Consider an arbitrary connected (acyclic/cyclic) undirected graph with N Vertices, with vertex numbered from 1 to N. Each vertex has some value assigned to it. Let the values be denoted by A1, A2, A3, ... AN, where A[i] denotes value of ith vertex. Let P be a permutation of A. Each operation, we can swap values of two adjacent vertices. Is it possible to achieve A = P, i.e. after all swapping operation A[i] = P[i] for all 1 <= i <= N. In other words, each vertex i should have value P[i] after the operations. P.S - I was confused about where to ask this - stack overflow or math.stack exchange. Apologies in advance.

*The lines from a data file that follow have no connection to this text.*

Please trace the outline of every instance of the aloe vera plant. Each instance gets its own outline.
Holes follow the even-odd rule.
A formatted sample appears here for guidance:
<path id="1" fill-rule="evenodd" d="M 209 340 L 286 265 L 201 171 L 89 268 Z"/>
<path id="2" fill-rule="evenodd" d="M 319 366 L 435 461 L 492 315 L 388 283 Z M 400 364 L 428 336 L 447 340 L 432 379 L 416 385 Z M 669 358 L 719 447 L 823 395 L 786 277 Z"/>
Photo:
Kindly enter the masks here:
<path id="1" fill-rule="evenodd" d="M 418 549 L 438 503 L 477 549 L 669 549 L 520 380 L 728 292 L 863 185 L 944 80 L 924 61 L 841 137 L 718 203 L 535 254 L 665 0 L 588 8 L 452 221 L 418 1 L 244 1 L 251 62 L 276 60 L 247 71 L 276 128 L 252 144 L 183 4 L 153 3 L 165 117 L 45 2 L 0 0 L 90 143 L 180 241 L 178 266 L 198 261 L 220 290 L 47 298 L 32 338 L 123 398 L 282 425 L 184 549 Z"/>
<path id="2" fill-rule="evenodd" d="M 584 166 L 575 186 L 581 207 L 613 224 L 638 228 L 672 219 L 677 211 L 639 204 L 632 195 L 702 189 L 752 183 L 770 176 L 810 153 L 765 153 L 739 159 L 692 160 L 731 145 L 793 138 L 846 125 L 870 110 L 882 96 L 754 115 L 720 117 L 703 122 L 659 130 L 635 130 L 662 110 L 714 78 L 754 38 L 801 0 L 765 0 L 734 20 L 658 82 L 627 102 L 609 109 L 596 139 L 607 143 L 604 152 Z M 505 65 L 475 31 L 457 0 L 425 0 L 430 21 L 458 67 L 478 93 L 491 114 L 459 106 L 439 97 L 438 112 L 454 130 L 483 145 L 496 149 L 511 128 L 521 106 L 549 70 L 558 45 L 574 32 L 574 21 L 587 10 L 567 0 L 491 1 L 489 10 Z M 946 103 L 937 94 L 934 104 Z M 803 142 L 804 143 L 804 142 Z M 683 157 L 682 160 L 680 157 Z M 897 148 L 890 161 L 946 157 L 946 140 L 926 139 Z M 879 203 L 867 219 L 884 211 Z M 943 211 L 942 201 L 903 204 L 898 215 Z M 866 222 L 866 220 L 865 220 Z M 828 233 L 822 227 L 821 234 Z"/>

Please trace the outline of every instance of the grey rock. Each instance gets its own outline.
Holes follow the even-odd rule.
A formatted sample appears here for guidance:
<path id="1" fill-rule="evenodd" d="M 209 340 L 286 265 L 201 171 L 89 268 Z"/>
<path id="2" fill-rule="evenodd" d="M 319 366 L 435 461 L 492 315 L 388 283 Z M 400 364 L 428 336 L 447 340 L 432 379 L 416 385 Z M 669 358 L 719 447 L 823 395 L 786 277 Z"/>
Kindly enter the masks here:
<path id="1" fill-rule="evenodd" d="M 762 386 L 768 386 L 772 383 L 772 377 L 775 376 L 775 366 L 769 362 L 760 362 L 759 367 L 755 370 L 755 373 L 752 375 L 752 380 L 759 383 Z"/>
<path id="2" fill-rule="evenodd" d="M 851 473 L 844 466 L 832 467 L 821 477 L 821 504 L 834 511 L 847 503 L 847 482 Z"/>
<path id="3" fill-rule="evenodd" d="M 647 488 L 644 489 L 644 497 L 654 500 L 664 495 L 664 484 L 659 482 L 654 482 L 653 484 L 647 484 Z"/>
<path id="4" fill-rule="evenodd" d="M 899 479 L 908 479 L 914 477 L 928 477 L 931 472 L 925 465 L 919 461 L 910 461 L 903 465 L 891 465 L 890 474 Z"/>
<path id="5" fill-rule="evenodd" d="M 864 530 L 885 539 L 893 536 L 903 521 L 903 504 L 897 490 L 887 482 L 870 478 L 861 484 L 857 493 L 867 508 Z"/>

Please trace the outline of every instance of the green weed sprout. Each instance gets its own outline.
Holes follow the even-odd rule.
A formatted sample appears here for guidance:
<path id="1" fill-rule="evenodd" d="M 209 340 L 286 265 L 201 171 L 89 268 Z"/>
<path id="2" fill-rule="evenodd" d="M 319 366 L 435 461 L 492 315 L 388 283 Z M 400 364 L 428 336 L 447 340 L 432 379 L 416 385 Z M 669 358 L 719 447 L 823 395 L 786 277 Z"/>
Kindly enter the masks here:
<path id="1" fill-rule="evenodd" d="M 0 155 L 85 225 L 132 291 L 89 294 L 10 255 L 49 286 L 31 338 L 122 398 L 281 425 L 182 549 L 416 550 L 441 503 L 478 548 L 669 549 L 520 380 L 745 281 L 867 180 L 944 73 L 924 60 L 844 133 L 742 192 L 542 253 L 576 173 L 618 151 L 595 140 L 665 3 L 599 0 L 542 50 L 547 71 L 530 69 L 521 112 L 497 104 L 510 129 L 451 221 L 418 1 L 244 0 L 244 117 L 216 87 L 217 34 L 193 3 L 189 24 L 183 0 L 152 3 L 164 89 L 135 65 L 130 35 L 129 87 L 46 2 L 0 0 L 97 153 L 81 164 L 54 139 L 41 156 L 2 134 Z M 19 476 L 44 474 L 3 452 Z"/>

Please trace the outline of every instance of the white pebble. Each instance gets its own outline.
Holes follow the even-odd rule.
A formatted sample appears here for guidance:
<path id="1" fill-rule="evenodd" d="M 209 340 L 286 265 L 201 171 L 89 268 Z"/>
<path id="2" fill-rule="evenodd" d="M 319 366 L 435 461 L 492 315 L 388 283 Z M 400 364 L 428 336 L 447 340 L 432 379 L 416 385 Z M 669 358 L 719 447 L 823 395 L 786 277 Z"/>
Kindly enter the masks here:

Edit 1: I think the answer should be Yes. But I am only saying this on basis of case analysis of different types of graphs of 5 vertices. I tried to modify the permutation to Q where Q1 < Q2 < .. This changes a problem a bit that now final state should be A1 < A2 < A3... AN. So it can be said can the graph be sorted? Please correct me if my assumption is wrong.
CodePudding user response:
Indeed this is possible. Since we've got a connected graph, we can remove edges until you've got a tree. Removing an edge simply means we won't use it to do adjacent swaps in this case. "Removing a node" simply means we'll never swap the value of the node.
Now we can use the following algorithm to produce the permutation:
- Choose a leaf and determine the position of the value intended to be located there after the permutation. Repeatedly swap the value with the next one on the path to the leaf until the value reaches the leaf.
- Remove the leaf from the tree; the resulting graph still is a tree
- Continue with 1., if there are any nodes left.
In each iteration we reduce the size of the graph by 1 by doing a number of swaps that can be bounded from above by the number of nodes, so with a finite number of swaps we're able to produce the premutation. The algorithm may not yield a solution using the optimum number of swaps, but it shows that it can be done.